In Voltaire’s novel Candide, the declarations of Professor Pangloss, that “all is for the best,” were contradicted in experience, as the young Candide witnessed the horrors of the real world—including the Great Lisbon Earthquake of 1755. The growing consciousness of the terrible injustices of society in pre-revolutionary Europe, reflected in the thinking of Enlightenment philosophers like Voltaire, was part of an intellectual upheaval that would erupt in the French Revolution three decades later.

It does not require an earthquake to refute Obama’s Panglossian proclamations—directed specifically to youth in the United States—as they are so manifestly opposed to the basic facts of social and economic life throughout the world. Obama stands at the head of a ruling class that has orchestrated, in the six years since the 2008 financial collapse, a redistribution of wealth unprecedented in its scope and brazenness. A handful of billionaires now control more wealth than the majority of the world’s people. The transfer of trillions of dollars to the banks and the inflation of a gigantic bubble in equity markets has been accompanied by an unrelenting attack on jobs, wages and social programs.

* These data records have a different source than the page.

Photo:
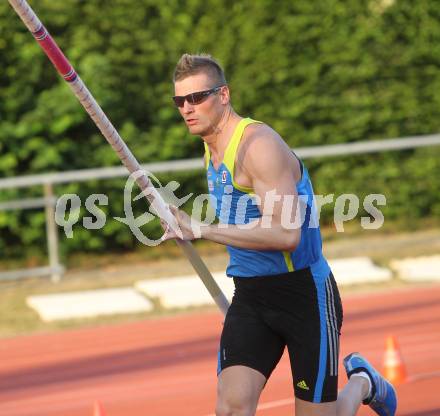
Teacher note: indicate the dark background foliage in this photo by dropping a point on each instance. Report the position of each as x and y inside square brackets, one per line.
[318, 72]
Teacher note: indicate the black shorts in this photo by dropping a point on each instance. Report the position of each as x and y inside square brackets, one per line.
[296, 310]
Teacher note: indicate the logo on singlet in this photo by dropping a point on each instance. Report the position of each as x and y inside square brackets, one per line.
[302, 385]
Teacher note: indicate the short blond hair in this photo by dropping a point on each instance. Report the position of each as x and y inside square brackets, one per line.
[189, 65]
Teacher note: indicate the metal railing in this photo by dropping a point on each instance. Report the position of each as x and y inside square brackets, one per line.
[47, 180]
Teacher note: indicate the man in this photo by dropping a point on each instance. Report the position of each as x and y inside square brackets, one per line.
[285, 293]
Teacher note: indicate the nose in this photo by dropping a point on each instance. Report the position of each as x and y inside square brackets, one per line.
[187, 107]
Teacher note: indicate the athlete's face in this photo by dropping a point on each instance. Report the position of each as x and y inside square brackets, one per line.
[202, 118]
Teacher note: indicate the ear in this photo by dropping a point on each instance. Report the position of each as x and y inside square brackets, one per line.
[225, 95]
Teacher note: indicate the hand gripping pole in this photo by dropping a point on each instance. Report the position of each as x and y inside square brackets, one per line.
[63, 66]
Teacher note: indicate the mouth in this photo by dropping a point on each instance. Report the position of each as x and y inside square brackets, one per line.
[191, 121]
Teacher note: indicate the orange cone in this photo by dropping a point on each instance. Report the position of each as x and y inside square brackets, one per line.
[98, 410]
[393, 367]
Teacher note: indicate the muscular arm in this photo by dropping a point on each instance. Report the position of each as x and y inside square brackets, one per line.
[270, 167]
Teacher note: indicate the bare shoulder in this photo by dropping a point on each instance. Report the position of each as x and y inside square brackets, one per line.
[263, 146]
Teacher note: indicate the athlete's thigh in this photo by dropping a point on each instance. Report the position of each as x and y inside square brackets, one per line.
[238, 390]
[303, 408]
[314, 350]
[248, 341]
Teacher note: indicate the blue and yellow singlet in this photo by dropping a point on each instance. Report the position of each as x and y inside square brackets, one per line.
[235, 204]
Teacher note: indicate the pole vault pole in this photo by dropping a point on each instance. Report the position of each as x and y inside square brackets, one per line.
[65, 69]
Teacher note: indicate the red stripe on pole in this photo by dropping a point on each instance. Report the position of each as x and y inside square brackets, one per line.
[55, 54]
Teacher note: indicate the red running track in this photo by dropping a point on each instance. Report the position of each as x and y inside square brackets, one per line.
[167, 366]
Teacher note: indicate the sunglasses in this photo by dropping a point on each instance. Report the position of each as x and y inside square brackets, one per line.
[195, 97]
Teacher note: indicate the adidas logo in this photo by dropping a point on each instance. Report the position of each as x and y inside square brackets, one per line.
[302, 385]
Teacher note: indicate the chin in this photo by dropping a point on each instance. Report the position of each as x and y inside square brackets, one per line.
[196, 130]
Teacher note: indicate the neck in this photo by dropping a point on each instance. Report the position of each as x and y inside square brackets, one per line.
[222, 132]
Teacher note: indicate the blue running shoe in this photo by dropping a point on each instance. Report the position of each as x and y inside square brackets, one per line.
[383, 396]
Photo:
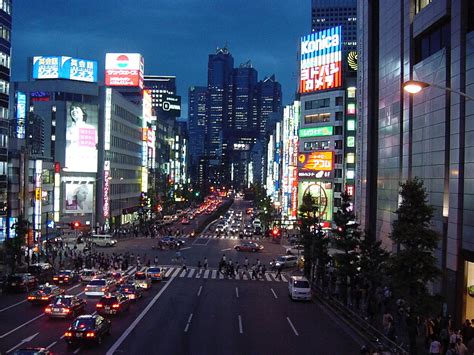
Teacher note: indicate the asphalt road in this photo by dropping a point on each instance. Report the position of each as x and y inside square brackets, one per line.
[194, 313]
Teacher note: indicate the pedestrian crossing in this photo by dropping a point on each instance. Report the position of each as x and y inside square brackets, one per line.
[214, 274]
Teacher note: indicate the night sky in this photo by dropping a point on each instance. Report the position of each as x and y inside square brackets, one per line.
[174, 36]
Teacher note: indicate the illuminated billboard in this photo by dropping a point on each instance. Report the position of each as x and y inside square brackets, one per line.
[322, 194]
[61, 67]
[78, 195]
[321, 60]
[81, 137]
[316, 132]
[315, 164]
[124, 69]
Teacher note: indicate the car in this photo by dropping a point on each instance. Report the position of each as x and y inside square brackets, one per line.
[170, 242]
[299, 288]
[249, 246]
[44, 294]
[66, 277]
[42, 271]
[155, 273]
[142, 280]
[285, 261]
[21, 282]
[65, 306]
[130, 290]
[99, 287]
[90, 328]
[32, 351]
[89, 274]
[118, 276]
[113, 304]
[296, 249]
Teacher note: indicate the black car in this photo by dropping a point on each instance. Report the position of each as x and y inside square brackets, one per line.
[42, 271]
[113, 304]
[21, 282]
[66, 306]
[87, 329]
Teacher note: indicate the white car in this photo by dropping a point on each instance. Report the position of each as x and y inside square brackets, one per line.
[297, 249]
[299, 288]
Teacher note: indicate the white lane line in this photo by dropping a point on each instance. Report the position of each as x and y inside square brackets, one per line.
[13, 305]
[189, 322]
[241, 329]
[21, 326]
[132, 326]
[292, 326]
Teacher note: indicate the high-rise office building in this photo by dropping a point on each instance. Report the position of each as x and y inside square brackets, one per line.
[5, 51]
[426, 135]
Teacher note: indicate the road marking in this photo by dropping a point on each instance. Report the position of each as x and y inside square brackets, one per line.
[51, 345]
[13, 305]
[241, 329]
[26, 340]
[21, 326]
[189, 322]
[292, 326]
[132, 326]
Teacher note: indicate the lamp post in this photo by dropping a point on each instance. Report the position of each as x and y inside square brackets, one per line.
[415, 86]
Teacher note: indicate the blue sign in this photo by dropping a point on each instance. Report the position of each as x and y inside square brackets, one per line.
[61, 67]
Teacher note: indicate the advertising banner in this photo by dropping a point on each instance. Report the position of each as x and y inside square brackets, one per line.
[62, 67]
[78, 195]
[315, 165]
[322, 194]
[124, 69]
[321, 60]
[81, 137]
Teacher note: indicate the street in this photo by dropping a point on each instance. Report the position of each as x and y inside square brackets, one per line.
[194, 311]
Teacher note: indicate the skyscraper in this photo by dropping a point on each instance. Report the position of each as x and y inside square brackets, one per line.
[427, 135]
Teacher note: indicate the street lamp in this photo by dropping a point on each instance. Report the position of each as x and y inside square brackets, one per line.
[415, 86]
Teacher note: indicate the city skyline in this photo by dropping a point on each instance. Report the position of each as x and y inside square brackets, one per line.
[269, 36]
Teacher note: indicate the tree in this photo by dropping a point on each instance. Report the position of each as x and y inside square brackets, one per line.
[414, 265]
[347, 239]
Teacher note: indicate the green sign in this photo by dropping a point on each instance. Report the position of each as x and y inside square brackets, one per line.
[316, 132]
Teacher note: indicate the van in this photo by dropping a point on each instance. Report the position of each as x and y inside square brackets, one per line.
[102, 240]
[299, 288]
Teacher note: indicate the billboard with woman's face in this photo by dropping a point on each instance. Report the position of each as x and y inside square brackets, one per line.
[78, 195]
[81, 137]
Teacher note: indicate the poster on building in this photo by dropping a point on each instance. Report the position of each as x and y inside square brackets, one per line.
[78, 195]
[81, 137]
[321, 60]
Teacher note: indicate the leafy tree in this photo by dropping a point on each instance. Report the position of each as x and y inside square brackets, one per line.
[347, 239]
[414, 265]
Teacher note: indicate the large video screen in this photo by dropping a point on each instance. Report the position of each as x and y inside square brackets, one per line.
[81, 137]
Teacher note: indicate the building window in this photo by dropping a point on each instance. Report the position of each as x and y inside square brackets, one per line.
[317, 118]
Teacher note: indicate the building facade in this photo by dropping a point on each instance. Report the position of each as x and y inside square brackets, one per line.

What are the economic conditions that confront young people in the United States? This is a generation that for the first time in American history faces worse conditions than the generation that preceded it. Daily reality consists of mass unemployment, poverty wages, permanent indebtedness and economic insecurity, not to mention unending war and the assault on the most basic democratic rights.

Nearly six million young people are neither in school or working, and the unemployment rate for those between the ages 16-19 is more than 20 percent. One in five children do not get enough to eat, and the overall rate of food insecurity has grown from 11 percent in 2007 to 16 percent in 2013. As for literacy, fourteen percent of American adults, or 32 million, are illiterate, and 21 percent cannot read at a fifth-grade level—a reflection of the unending attack on the public education system under both Republicans and Democrats.

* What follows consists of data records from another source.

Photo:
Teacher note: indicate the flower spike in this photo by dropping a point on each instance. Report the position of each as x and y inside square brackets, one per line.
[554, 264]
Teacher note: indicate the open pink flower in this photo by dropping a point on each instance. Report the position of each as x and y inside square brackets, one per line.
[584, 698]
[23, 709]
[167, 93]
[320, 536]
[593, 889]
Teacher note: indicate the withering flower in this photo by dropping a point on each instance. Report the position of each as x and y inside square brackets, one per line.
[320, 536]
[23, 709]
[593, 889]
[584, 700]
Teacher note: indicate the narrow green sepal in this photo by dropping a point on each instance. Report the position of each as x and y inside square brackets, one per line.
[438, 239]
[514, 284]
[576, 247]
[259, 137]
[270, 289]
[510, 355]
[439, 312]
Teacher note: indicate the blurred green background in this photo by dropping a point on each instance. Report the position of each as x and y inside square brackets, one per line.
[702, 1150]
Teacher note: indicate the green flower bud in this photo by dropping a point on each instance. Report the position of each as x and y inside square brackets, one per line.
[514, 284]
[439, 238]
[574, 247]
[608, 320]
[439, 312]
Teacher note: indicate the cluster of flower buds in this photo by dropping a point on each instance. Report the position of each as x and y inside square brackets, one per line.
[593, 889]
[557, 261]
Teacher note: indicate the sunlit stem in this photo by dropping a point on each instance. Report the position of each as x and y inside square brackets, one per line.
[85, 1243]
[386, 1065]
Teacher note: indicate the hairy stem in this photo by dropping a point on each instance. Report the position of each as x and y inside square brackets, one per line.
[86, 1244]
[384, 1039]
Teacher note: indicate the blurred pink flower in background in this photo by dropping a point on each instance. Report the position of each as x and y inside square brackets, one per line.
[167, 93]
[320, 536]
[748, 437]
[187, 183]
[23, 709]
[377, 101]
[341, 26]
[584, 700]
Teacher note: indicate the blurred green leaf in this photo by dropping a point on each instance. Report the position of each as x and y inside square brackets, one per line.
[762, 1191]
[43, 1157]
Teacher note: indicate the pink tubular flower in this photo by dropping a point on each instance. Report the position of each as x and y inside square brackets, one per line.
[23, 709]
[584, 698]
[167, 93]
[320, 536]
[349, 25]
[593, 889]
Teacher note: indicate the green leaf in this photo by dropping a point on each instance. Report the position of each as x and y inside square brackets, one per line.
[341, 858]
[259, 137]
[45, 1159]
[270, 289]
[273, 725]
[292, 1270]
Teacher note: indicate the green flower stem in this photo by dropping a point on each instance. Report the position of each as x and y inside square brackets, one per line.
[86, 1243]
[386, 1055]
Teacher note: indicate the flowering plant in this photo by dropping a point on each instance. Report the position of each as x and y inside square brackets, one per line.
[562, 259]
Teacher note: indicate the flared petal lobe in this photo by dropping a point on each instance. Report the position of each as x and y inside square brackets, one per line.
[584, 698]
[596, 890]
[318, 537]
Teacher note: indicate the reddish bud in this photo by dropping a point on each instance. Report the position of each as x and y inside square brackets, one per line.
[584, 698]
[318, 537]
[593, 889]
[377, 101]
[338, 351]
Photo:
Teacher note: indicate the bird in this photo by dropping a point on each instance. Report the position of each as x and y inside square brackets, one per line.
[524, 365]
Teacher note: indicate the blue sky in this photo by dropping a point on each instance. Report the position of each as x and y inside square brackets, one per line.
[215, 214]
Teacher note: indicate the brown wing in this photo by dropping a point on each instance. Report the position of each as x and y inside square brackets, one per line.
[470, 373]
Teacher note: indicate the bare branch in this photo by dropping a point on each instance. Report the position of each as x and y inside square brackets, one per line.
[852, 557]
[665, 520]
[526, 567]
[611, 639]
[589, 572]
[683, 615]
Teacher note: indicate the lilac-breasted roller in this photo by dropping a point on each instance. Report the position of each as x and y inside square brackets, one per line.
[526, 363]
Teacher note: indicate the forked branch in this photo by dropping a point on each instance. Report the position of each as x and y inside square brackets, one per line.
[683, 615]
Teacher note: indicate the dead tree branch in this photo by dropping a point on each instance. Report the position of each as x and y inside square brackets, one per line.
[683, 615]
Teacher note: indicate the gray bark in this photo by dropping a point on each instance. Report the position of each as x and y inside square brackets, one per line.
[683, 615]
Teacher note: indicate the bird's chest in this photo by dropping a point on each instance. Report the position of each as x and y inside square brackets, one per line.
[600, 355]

The dire prospects facing American youth were expressed in a survey of workers who lost their jobs in the past five years, reported this week on the WSWS. The survey, which found that more than 20 percent of workers who lost their jobs are still unemployed, also documented the terrible regression of American society. More than 70 percent of workers surveyed said that the Great Recession has created “a permanent change in what are normal economic conditions in the country.”

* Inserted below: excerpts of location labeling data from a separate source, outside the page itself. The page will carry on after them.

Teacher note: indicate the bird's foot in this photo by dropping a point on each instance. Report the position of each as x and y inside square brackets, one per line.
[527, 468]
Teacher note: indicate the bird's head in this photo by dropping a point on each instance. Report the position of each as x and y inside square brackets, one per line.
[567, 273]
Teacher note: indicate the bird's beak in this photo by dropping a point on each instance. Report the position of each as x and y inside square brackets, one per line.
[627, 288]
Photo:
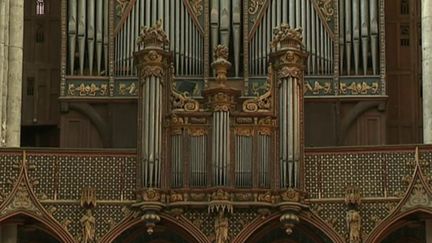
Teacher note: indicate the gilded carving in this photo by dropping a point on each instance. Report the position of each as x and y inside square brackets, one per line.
[151, 195]
[125, 89]
[327, 8]
[262, 103]
[151, 65]
[222, 102]
[197, 132]
[121, 6]
[357, 88]
[182, 101]
[197, 7]
[88, 89]
[153, 36]
[220, 195]
[318, 88]
[291, 195]
[243, 196]
[221, 64]
[175, 197]
[266, 197]
[254, 6]
[284, 34]
[244, 131]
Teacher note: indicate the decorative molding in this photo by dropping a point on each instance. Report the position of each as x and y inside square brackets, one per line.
[262, 103]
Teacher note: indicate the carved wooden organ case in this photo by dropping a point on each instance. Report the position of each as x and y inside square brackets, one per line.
[211, 130]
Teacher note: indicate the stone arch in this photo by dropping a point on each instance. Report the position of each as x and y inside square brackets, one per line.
[181, 225]
[306, 218]
[49, 226]
[390, 224]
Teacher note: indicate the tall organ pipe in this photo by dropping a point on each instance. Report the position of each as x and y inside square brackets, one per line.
[289, 72]
[152, 73]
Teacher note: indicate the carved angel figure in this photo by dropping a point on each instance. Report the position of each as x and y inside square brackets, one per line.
[221, 228]
[353, 219]
[88, 222]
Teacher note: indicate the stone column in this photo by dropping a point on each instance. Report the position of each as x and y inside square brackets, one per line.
[426, 23]
[152, 64]
[8, 233]
[288, 56]
[16, 35]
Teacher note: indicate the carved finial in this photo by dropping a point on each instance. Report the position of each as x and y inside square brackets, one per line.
[221, 64]
[220, 52]
[88, 197]
[284, 36]
[154, 36]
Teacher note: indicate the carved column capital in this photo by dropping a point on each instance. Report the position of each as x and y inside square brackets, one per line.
[288, 54]
[152, 59]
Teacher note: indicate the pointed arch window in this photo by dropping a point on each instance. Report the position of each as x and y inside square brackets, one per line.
[40, 7]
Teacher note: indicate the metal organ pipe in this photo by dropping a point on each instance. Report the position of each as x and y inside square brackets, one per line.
[373, 20]
[91, 32]
[81, 33]
[72, 32]
[99, 34]
[348, 34]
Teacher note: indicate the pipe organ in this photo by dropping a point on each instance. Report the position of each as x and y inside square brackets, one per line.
[216, 137]
[318, 37]
[359, 37]
[182, 28]
[88, 34]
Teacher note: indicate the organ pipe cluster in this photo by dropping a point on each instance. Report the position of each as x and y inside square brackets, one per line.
[152, 62]
[288, 56]
[180, 26]
[88, 25]
[318, 38]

Only 16 percent of currently-employed survey participants agreed with the assessment that “job, career, and employment opportunities will be better for the next generation than for my generation.”

The conditions of young people are a reflection of the decline and decay of American capitalism as a whole. Contrary to Obama, everything is going backwards.

For the multibillionaire investors and CEOs, it certainly is the best time to be alive. There are no checks or restraints on what they can get away with: they lie, cheat, steal, lay off millions of people and crash the economy with impunity. The government they control carries out mass murder and torture around the world. Their police forces kill and brutalize people at will. But the victim of this “best of all possible worlds” is the working class.

The self-deluded character of Obama’s remarks express the essential nature of a ruling elite that is entirely out of touch not only with the experiences of the population, but with reality itself. The ruling class cannot acknowledge the conditions confronting millions of people and the crisis that plagues the system it sits atop, because it has absolutely nothing to propose besides the further growth of inequality and war. Yet these conditions are leading inexorably to new revolutionary struggles.